Ages Eligible for Study: | 18 Years to 70 Years (Adult, Older Adult) |
Sexes Eligible for Study: | All |
Accepts Healthy Volunteers: | No |
Criteria
Inclusion Criteria:
- Participants between the age of 18 - 70 years old.
- Having at least 20 natural teeth in their dentition - excluding third molars.
- In good overall systemic health, in the opinion of the investigator.
- In good dental health with no visible carious lesions, periodontitis, orthodontic appliances, or removable partial dentures.
- No hard or soft tissue lesions.
- Subjects with moderate or severe plaque-induced gingivitis: a minimum of 50% BOP, 1.75 modified gingival index (MGI), and 0.60 Rustogi Modification of the Navy Plaque Index (RMNPI) and PPD ≤5 mm.
- Subjects who agree to delay dental prophylaxis, elective dental treatment, and cosmetic procedures (i.e. tooth whitening, crowns) for the duration of the study
- For the main study only: Subjects who agree to refrain from using any non-study dental device or oral care products for the duration of the study, return for scheduled visits, and comply with all study procedures.
Exclusion Criteria:
- Systemic disease self-reported that has an impact on periodontal status (e.g., diabetes mellitus, HIV/AIDS, rheumatoid arthritis).
- History of any autoimmune disease (e.g., pSS, SLE, psoriasis, IBS).
- History of immunosuppressive chemotherapy or history of any disease known to severely compromise immune function (e.g., cytomegalovirus infection) within the last 5 years.
- Any acute intraoral infection (e.g., herpetic gingivostomatitis, herpangina, abscesses).
- Patients with visible carious lesions, periodontitis, orthodontic appliances, or removable partial dentures.
- Patients with mild plaque-induced gingivitis: < 50% BOP, <1.75 modified gingival index (MGI), and <0.60 Rustogi Modification of the Navy Plaque Index (RMNPI) and PPD ≤5 mm.
- Patients with PPD >5 mm.
- Need for antibiotic premedication for routine dental procedures.
- Use of antibiotics within the last 3 months.
- Daily use of steroids or non-steroid anti-inflammatory therapy within the last 3-months.

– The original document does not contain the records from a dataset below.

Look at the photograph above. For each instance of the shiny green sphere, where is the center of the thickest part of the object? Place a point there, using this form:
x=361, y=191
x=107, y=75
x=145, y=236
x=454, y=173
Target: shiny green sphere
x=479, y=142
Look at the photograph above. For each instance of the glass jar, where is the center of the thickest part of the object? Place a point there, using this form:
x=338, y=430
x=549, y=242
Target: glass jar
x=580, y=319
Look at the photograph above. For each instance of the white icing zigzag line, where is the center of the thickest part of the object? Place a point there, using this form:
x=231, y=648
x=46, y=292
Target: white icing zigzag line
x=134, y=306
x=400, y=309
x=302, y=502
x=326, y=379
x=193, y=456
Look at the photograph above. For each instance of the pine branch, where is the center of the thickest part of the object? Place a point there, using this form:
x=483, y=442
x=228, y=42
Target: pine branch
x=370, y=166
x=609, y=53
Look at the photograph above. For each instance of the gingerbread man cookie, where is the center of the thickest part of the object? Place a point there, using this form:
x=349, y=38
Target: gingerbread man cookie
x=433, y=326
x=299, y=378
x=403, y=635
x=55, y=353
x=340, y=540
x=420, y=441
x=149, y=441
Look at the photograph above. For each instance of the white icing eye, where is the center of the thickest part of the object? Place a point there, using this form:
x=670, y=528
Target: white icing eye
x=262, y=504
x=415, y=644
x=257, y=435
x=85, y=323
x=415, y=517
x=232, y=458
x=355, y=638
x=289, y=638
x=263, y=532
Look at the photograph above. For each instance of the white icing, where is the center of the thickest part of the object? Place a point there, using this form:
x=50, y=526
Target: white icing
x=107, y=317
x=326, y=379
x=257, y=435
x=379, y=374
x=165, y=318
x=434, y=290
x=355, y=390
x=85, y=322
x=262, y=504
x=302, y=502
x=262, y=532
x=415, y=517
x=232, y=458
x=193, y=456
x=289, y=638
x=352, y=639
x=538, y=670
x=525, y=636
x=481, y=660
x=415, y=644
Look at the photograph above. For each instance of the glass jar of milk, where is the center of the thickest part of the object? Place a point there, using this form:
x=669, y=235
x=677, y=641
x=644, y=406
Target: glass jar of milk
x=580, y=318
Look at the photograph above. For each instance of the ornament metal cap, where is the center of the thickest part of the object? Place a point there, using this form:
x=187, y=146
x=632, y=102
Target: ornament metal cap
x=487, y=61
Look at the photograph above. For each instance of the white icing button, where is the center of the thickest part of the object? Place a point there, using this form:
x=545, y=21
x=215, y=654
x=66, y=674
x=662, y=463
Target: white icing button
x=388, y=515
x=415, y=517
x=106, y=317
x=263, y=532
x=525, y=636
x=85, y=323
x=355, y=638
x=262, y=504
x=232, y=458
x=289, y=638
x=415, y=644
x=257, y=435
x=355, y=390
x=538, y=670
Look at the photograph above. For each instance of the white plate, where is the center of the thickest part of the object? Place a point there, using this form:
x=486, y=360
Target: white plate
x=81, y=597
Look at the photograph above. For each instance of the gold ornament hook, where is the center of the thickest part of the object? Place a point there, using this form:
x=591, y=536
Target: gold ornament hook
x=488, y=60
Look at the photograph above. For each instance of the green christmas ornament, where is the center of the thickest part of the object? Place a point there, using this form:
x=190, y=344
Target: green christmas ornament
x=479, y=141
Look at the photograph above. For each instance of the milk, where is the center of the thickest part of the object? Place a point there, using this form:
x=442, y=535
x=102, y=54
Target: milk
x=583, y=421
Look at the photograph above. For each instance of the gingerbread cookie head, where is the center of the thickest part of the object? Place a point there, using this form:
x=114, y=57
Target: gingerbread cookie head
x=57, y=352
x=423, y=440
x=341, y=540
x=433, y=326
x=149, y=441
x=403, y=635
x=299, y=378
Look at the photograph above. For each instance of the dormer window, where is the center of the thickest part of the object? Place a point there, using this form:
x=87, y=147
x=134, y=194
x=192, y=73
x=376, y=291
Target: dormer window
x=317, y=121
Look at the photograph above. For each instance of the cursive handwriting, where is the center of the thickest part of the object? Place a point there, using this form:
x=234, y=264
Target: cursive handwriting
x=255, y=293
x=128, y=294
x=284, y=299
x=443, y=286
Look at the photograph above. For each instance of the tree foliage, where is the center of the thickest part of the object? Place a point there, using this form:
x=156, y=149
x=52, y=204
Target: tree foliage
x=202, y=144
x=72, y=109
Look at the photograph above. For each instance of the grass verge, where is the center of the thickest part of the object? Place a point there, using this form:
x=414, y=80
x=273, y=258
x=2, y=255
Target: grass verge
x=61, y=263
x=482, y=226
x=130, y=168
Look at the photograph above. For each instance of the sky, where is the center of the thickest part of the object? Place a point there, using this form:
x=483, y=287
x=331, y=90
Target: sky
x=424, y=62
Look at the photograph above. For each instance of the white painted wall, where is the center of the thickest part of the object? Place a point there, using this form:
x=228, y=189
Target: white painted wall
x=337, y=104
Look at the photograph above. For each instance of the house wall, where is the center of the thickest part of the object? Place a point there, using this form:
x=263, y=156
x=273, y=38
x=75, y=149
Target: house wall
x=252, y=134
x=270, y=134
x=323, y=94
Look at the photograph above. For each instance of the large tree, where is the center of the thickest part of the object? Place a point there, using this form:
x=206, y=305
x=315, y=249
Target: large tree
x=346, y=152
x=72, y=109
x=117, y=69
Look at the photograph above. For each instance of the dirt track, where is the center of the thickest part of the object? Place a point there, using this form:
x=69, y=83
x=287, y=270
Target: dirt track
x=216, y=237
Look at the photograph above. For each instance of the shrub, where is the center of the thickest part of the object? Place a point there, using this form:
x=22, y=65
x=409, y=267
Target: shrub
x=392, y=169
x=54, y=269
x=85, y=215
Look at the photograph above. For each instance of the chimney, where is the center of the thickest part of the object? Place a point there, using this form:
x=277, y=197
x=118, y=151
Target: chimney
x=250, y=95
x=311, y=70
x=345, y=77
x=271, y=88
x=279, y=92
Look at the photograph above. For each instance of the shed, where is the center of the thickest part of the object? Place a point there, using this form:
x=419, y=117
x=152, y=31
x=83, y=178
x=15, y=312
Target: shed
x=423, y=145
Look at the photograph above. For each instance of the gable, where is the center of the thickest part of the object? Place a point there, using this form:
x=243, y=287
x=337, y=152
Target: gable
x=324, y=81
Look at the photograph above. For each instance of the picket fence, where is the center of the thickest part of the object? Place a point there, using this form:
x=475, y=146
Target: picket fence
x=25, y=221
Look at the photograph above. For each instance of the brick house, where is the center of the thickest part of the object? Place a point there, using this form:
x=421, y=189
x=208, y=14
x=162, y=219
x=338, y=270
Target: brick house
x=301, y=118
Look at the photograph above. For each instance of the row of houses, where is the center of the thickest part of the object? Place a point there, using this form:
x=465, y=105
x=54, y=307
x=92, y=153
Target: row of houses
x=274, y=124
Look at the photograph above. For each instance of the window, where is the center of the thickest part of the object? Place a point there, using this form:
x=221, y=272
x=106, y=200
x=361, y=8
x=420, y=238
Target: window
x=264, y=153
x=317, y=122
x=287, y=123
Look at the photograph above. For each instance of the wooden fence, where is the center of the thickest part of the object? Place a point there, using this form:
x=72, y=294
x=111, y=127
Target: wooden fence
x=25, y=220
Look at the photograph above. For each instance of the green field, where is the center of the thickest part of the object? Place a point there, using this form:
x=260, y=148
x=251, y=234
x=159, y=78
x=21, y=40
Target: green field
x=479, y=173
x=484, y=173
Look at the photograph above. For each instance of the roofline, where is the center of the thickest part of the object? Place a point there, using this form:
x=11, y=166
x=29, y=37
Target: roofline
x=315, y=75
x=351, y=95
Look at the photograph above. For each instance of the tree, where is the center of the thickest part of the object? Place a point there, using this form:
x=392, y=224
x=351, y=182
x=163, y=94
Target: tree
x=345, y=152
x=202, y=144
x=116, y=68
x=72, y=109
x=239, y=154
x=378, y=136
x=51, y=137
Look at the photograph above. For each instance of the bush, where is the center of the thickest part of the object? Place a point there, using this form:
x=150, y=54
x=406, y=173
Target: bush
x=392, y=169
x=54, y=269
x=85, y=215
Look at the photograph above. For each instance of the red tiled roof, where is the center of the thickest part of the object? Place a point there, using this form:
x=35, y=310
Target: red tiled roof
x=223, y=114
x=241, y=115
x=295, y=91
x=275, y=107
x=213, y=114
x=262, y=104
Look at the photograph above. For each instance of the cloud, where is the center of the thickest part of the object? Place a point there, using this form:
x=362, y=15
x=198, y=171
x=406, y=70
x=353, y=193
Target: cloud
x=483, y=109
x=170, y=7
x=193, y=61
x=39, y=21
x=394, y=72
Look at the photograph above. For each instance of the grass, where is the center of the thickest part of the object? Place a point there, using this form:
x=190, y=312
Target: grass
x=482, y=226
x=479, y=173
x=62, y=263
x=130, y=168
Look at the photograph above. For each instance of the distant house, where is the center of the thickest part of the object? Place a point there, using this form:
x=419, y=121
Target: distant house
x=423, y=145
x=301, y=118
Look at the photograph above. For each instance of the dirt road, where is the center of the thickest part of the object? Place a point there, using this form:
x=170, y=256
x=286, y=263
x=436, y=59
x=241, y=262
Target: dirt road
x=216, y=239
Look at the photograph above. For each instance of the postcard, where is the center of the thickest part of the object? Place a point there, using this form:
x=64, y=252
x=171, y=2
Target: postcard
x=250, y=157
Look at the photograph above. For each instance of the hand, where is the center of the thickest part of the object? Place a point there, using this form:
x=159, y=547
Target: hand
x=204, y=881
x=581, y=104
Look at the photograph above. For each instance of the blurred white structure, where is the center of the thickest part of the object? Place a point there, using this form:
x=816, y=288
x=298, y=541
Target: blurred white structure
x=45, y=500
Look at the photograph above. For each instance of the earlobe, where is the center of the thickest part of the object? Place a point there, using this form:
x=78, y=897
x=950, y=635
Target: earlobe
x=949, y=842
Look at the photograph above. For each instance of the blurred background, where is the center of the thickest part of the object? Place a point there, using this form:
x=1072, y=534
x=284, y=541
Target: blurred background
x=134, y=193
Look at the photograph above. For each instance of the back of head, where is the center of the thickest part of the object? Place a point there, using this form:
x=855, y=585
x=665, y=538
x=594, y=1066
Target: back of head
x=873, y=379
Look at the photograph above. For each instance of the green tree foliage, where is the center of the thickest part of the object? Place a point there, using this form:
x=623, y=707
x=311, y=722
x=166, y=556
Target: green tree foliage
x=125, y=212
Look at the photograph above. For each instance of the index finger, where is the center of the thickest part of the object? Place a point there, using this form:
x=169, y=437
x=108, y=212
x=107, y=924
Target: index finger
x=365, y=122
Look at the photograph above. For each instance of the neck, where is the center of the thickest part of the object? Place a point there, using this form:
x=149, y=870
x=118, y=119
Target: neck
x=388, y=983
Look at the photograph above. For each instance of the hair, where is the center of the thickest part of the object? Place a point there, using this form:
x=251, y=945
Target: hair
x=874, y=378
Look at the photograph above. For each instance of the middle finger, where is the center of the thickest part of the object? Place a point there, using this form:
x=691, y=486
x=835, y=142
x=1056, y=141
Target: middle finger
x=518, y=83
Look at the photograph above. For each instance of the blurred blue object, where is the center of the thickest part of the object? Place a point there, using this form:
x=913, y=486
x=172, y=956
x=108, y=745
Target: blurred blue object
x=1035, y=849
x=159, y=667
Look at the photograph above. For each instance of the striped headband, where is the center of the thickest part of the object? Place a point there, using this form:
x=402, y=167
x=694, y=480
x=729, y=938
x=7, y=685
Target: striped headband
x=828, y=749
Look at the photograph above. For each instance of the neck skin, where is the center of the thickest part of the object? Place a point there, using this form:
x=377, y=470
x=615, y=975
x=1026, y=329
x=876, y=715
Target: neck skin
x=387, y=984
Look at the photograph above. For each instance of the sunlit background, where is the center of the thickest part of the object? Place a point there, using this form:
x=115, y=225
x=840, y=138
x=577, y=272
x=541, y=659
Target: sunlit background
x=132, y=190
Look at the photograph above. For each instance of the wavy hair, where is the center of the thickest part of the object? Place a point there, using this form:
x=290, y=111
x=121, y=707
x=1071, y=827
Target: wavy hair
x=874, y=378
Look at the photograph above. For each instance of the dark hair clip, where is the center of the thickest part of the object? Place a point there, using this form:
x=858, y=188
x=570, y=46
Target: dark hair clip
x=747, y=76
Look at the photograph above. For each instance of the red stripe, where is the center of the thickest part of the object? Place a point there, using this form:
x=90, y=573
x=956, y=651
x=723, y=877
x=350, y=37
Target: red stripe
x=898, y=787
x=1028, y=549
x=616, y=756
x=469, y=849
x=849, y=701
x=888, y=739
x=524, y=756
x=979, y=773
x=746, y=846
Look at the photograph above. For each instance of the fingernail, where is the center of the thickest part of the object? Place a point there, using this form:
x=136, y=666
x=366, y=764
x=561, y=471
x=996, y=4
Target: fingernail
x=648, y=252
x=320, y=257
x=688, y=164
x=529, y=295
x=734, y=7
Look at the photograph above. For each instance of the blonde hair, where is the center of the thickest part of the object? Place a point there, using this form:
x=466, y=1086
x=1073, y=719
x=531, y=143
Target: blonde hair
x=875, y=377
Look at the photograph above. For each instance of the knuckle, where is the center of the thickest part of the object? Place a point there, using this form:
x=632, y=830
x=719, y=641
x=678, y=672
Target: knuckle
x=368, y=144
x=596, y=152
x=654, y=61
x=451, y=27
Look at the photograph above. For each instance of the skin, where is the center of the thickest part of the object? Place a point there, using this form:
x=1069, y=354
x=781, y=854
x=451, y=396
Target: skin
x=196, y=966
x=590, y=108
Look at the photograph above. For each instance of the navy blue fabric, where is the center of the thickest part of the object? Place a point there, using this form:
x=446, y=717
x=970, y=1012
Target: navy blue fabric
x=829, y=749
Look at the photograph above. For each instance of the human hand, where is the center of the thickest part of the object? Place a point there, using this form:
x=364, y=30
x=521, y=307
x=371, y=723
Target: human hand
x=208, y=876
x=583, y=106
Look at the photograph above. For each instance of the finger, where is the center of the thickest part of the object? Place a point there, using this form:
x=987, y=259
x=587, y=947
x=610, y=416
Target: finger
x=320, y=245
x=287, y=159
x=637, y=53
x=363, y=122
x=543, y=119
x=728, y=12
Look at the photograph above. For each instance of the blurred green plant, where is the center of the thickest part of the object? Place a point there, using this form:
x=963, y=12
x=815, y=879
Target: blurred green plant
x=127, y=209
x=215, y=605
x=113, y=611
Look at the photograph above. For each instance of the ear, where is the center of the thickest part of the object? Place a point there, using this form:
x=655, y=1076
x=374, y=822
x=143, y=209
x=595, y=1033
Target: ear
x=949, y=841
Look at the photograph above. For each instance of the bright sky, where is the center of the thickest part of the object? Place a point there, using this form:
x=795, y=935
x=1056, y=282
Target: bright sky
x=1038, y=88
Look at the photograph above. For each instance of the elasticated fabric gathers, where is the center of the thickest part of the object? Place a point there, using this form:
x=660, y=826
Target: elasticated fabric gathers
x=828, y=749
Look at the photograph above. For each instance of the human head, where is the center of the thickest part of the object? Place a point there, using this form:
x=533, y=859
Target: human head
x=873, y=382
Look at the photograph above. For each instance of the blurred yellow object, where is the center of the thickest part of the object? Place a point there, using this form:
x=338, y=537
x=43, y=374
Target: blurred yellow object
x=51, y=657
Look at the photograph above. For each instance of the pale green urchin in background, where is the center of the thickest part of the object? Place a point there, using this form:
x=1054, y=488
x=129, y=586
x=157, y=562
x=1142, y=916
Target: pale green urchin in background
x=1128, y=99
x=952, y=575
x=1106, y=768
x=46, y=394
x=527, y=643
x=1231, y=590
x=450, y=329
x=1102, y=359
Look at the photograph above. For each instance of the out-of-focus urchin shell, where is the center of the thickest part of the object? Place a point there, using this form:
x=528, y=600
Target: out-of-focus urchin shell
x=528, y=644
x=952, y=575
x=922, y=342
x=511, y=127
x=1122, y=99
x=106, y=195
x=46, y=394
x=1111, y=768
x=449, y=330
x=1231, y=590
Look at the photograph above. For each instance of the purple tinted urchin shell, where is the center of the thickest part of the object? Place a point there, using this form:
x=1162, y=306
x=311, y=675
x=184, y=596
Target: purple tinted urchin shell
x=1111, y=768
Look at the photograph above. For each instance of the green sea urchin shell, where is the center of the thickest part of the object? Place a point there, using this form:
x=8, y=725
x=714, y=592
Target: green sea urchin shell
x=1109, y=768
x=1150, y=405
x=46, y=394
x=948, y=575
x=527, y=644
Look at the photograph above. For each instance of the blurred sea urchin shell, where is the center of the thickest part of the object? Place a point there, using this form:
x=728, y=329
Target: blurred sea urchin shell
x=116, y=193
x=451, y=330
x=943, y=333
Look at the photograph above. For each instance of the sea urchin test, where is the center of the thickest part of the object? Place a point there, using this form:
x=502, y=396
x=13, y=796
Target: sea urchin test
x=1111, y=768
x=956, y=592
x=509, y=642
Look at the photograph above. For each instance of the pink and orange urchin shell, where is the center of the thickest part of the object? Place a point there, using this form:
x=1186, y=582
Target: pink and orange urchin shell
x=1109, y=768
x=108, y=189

- Patients who self-report pregnancy or lactation (hormonal changes that can affect periodontal health and aggravate existing periodontal disease).
- Current smokers.
- Inability or unwillingness to sign informed consent form.
- Patients who do not agree to delay dental prophylaxis, elective dental treatment, and cosmetic procedures (i.e. tooth whitening, crowns).
- For the main study only: Patients who do not agree to refrain from using any non-study dental device or oral care products, return for scheduled visits, and comply with all study procedures.
- Anything that would place the individual at increased risk or preclude the individual's full compliance with or completion of the study at the discretion of the investigators.
- For the main study only: Patients who need assistance from others to perform their daily oral hygiene practices or read the manual of instructions that come with the at-home product.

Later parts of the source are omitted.